By Dave Andrusko

The Albuqueque City Council’s chambers were packed Wednesday.
In spite of the best efforts of an Albuquerque city councilor and the New Mexico attorney general, it appears after last night that city voters will vote on the “Pain Capable Unborn Child Protection Ordinance” which would ban abortions after 20 weeks, the juncture by which science shows the unborn child can experience pain. The vote is November 19.
A poll taken in September by the Albuquerque Journal newspaper showed 54% of city voters supported the measure, while only 39% in opposition.
City Councilor City councilor Trudy Jones “introduced a resolution asking the city to get outside legal opinions before there’s a vote,” according to KASA.com’s Amanda Goodman. It just so happened that Jones had already solicited a formal ruling from Attorney General Gary King.
In a letter to Jones, King says only state officials can seek a formal opinion, but he issued the letter because “voters have the right to know and decide whether they want to bear the protracted expense of litigation over a measure that is unconstitutional and unenforceable.”
King wrote that “federal and New Mexico constitutional limitations make a ban on any otherwise legal abortion unenforceable,” adding “recent federal court actions have struck down ordinances identical or similar to the proposed measure in Albuquerque.”

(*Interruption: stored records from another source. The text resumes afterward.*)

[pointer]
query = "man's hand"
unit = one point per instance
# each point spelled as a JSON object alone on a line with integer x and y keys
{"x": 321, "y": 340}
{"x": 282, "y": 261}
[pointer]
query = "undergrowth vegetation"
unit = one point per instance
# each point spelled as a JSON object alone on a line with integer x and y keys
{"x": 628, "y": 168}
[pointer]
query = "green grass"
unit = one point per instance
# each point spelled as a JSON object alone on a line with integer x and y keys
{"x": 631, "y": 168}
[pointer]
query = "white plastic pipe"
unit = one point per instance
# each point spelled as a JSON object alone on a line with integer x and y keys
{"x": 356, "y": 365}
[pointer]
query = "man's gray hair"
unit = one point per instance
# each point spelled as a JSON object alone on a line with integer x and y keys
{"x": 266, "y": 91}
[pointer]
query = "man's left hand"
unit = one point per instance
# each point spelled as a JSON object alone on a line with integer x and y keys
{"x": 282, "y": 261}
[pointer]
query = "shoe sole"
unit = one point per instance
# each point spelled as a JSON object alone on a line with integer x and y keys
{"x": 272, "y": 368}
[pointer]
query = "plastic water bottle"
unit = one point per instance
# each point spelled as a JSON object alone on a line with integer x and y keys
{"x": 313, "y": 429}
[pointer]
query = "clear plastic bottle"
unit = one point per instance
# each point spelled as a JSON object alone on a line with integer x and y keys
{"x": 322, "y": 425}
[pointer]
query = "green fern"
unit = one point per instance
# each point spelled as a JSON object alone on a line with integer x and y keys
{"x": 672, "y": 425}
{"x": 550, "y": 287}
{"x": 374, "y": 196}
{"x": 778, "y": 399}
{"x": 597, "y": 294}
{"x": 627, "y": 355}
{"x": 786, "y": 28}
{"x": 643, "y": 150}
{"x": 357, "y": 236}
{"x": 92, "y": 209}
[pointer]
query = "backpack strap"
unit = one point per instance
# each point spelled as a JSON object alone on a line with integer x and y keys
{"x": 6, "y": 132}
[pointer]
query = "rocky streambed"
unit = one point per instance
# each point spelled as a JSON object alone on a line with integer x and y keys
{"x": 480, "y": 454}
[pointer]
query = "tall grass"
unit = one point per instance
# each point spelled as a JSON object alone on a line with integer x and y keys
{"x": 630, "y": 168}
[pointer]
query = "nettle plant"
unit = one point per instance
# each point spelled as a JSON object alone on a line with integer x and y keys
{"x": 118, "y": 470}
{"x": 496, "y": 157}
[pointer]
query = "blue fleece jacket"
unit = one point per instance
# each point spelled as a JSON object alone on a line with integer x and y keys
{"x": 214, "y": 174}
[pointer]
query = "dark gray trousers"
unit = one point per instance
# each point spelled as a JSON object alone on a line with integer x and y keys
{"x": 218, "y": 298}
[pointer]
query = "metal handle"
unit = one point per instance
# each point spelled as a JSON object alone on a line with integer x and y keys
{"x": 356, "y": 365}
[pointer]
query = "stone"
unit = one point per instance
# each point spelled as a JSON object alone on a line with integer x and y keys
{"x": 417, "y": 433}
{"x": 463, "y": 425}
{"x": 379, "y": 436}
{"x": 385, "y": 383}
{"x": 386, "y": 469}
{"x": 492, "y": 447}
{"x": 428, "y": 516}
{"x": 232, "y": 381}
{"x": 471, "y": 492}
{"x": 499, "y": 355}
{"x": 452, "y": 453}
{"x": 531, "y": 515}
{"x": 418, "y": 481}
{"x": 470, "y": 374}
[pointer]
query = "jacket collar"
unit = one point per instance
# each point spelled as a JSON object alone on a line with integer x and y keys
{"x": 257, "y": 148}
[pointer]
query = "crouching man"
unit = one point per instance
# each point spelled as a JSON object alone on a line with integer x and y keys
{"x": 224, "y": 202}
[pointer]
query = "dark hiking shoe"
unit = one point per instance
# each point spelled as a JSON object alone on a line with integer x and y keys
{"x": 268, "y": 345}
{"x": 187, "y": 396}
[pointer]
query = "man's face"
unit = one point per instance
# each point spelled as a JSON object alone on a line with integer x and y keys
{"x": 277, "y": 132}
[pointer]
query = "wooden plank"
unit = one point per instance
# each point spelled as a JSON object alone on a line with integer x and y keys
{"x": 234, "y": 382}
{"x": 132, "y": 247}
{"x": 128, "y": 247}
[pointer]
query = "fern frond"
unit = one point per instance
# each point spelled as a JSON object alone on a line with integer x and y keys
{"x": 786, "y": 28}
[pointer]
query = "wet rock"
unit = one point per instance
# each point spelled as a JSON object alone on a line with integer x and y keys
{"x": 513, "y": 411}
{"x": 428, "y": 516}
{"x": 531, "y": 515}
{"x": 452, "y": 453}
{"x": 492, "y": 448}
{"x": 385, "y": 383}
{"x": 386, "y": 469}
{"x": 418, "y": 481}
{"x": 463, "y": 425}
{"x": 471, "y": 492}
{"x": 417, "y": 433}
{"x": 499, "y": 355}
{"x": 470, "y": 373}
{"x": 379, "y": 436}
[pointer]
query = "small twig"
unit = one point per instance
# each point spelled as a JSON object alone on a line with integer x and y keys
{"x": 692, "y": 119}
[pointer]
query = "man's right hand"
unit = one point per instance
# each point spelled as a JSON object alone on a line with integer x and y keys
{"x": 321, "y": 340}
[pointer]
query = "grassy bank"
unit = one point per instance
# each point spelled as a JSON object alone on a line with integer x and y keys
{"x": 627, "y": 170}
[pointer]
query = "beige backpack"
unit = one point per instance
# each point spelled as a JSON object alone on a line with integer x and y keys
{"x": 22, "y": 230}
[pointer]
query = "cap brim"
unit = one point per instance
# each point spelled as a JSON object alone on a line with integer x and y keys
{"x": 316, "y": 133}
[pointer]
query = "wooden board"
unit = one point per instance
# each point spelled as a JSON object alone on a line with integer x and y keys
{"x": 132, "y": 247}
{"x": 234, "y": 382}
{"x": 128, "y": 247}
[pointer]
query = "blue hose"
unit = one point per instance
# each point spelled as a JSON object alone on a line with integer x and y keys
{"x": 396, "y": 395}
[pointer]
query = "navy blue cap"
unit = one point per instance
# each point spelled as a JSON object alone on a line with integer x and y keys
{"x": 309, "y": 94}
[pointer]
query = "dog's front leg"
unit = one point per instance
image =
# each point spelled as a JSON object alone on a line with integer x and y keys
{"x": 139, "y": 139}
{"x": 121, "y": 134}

According to media accounts, the chambers were packed and “most of those who spoke were in favor of allowing the ban to go to the voters saying the city should not interfere in the democratic process.”
Goodman wrote, “The resolution was sent to a committee. The committee chair deferred it until after the Nov. 19 election which essentially killed the resolution.”
Pro-lifers secured 12,091 signatures in the state’s largest city. Once that threshold was reached, the City Council could only either approve the law outright or put it to voters. No one spoke in favor of the former option when the council considered the “Pain Capable Unborn Child Protection Ordinance earlier last month.
The election resolution adopted “calls for putting the entire five-page ordinance on the ballot, not just a short summary,” Reuters reported.